See docs/canonical/10-install.md for signed-build and distribution notes.
agent-wire-node/
├── src/ # React frontend (Tauri renderer)
├── src-tauri/ # Rust backend (Tauri host + HTTP server + pyramid engine)
│ └── src/pyramid/ # Build executor, DADBEAR, contributions, provider registry
├── chains/ # Canonical YAML chains + prompts shipped with the binary
│ ├── CHAIN-DEVELOPER-GUIDE.md # Authoritative quick reference — read before editing chains
│ ├── defaults/ # question.yaml is canonical; others deprecated but present
│ └── prompts/
├── mcp-server/ # pyramid-cli + MCP server (thin TS clients over HTTP)
├── docs/
│ ├── canonical/ # USER documentation — what ships with the tester pyramid
│ ├── SYSTEM.md # Authoritative internal architecture map for contributors
│ ├── architecture/ # Design docs (understanding-web, action-chain, ...)
│ ├── specs/ # Implementation specs
│ ├── vision/ # Forward-looking vision docs (stewards, futures, cut-line)
│ ├── handoffs/ # Build-phase handoff notes
│ ├── PUNCHLIST.md # Known issues and status
│ └── DIVERGENCE-TRIAGE.md # Where running code diverges from SYSTEM.md
└── plans/ # Active build plans
Agent Wire Node builds knowledge pyramids over local corpora. There is one build path, one staleness system (DADBEAR), and one extensibility mechanism (contributions).

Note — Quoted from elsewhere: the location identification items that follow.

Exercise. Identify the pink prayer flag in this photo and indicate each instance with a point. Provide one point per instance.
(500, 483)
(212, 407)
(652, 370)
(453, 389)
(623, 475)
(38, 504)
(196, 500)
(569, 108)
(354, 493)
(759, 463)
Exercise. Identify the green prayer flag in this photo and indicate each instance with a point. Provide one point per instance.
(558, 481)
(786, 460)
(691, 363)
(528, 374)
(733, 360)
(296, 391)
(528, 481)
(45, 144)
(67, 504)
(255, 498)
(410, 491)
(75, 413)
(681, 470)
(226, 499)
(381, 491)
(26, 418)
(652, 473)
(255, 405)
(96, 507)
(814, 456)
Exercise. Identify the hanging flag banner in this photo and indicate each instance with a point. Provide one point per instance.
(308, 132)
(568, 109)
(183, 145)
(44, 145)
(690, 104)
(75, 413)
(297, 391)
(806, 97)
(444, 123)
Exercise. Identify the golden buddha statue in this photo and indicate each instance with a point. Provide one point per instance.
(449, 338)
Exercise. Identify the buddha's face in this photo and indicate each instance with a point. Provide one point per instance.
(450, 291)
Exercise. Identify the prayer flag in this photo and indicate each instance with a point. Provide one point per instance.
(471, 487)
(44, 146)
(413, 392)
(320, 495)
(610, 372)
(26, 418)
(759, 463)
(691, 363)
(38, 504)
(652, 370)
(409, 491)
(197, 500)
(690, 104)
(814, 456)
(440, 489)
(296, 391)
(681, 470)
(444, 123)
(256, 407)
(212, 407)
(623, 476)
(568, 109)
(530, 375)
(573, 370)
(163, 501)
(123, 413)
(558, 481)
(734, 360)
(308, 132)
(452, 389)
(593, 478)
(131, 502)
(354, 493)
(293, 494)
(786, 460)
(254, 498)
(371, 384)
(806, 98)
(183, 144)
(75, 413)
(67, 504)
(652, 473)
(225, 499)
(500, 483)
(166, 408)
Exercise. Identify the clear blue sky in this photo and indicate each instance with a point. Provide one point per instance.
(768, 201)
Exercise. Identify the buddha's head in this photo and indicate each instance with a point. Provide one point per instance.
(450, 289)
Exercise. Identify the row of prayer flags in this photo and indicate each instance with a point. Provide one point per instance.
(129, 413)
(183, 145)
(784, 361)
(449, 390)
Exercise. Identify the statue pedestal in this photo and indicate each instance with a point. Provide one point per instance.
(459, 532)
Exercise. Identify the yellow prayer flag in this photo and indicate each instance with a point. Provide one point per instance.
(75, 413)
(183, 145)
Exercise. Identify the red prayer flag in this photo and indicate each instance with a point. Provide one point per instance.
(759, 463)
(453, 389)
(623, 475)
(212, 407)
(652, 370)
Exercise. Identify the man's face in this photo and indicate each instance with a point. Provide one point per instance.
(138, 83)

- Questions drive everything. A "mechanical" content-type build is a preset question with a frozen decomposition. One executor; content types are chain variants, not different code paths.
- DADBEAR keeps pyramids current. Every change — file edit, deletion, rename, new file, annotation, policy change — becomes a mutation that feeds one recursive loop. Per-layer timers, batched evaluation, supersession upward until nothing more is stale.
- Everything extensible is a contribution. Chain YAMLs, prompts, configs, schema annotations, FAQ entries, annotations — all rows in a supersession-linked contribution store. New behavior ships by writing a contribution, not by adding a code path.
The full vocabulary is in docs/canonical/01-concepts.md. The flow is in docs/canonical/02-how-it-all-fits.md.
Any MCP-capable agent can talk to a pyramid via:
pyramid-cli— 64 commands across exploration, analysis, operations, annotation, composition, question pyramids, vines, agent coordination, reading modes, vocabulary, recovery. Thin HTTP client overlocalhost:8765.- MCP server — stdio transport, same 64 capabilities exposed as tools. Drop into Claude Desktop's config and go.
Setup: mcp-server/README.md and docs/canonical/81-mcp-server.md (canonical doc coming).
Auth: bearer token resolved via PYRAMID_AUTH_TOKEN env var or ~/Library/Application Support/wire-node/pyramid_config.json.
Alpha testers: please file friction in the Agent Wire Node feedback channel. Include:
- Node version (Settings → About, or bottom of the sidebar).
- macOS version + architecture.
- The last few dozen lines from
~/Library/Application Support/wire-node/wire-node.log. - What you were trying to do, what you expected, what happened.
Check docs/canonical/70-common-issues.md (coming) and docs/PUNCHLIST.md first — a number of things are known.
License: TBD in the alpha. Ask Adam.
Agent Wire Node is a working name for what Adam calls "the Wire platform" — an intelligence marketplace with local-first nodes. See docs/canonical/04-the-wire-and-decentralization.md for the network vision; docs/canonical/05-steward-experimentation-vision.md for where autonomous node optimization is headed.